How disk access impacts DBMS Performance

From the discussion on disk structure, we understand the DBMS performance to be defined by 3 phenomenons

  1. Data has to be in memory for the DBMS to operate on it. This is computer system limitation.
  2. The unit for data transfer between disk and main memory is a block; if a single item on a block is needed, the entire block has to be transferred. Reading or writing a disk block is called an I/O (for input/output) operation.
  3. The time to read or write a block varies, depending on the location of the data:
    access time = seek time + rotational delay + transfer time

performance

The time taken for database operations is impacted significantly by how data is stored on disk. The time for moving blocks to or from disk usually dominates the time taken for database operations. To minimize this time, it is necessary to locate data records strategically on disk. Need to consider geometry and mechanics of disks.
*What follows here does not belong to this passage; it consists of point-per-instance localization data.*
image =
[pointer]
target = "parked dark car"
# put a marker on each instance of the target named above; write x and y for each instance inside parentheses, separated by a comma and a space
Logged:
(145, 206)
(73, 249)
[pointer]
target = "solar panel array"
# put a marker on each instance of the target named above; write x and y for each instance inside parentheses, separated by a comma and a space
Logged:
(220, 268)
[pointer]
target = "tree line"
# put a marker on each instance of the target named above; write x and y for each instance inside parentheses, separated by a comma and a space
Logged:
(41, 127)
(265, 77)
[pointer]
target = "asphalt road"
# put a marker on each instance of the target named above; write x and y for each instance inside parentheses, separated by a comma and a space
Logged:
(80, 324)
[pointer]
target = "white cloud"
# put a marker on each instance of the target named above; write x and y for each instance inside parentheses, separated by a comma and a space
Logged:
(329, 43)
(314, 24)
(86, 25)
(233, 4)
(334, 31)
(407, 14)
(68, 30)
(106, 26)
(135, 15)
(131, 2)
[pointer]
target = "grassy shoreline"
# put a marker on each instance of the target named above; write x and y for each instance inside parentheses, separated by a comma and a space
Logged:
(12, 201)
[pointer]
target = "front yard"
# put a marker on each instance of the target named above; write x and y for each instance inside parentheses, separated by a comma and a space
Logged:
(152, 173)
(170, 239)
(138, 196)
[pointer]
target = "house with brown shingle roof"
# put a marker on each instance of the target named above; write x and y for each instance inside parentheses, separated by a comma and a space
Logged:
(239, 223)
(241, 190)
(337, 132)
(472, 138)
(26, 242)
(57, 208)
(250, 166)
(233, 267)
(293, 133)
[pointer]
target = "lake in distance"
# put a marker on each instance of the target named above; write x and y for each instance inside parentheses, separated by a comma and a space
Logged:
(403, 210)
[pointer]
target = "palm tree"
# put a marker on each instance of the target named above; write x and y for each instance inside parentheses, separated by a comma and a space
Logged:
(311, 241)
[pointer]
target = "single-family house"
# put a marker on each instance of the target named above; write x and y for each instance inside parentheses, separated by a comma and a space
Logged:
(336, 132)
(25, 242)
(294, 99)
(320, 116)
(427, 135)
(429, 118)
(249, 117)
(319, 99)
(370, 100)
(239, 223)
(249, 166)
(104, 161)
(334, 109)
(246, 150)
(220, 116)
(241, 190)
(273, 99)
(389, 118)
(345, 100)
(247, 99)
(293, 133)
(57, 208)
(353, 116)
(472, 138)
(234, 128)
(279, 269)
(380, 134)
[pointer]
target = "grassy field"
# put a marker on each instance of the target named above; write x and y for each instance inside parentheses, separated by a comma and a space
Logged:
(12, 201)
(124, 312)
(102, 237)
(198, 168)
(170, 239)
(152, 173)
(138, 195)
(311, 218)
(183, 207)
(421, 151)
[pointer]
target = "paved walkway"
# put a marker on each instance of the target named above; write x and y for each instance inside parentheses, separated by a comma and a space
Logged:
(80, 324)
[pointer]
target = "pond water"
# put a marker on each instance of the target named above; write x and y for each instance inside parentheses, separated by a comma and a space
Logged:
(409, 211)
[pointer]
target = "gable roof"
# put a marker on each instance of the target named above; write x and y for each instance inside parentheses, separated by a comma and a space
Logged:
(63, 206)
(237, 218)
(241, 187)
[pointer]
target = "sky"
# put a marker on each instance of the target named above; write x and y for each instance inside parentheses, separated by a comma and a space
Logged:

For instance, if two records are frequently used together, we should place them close on the disk. By saying “close” we mean they should be on the same block or two consecutive blocks. If that is not possible could be on the same track, the same cylinder, or an adjacent cylinder.

This idea of closeness should be considered at the time of storing, retrieving the data to minimize the disk I/O. Database processing engines sometimes define the block, cylinder, track to suite the nature of their data. We will later discuss on the data distribution mechanisms.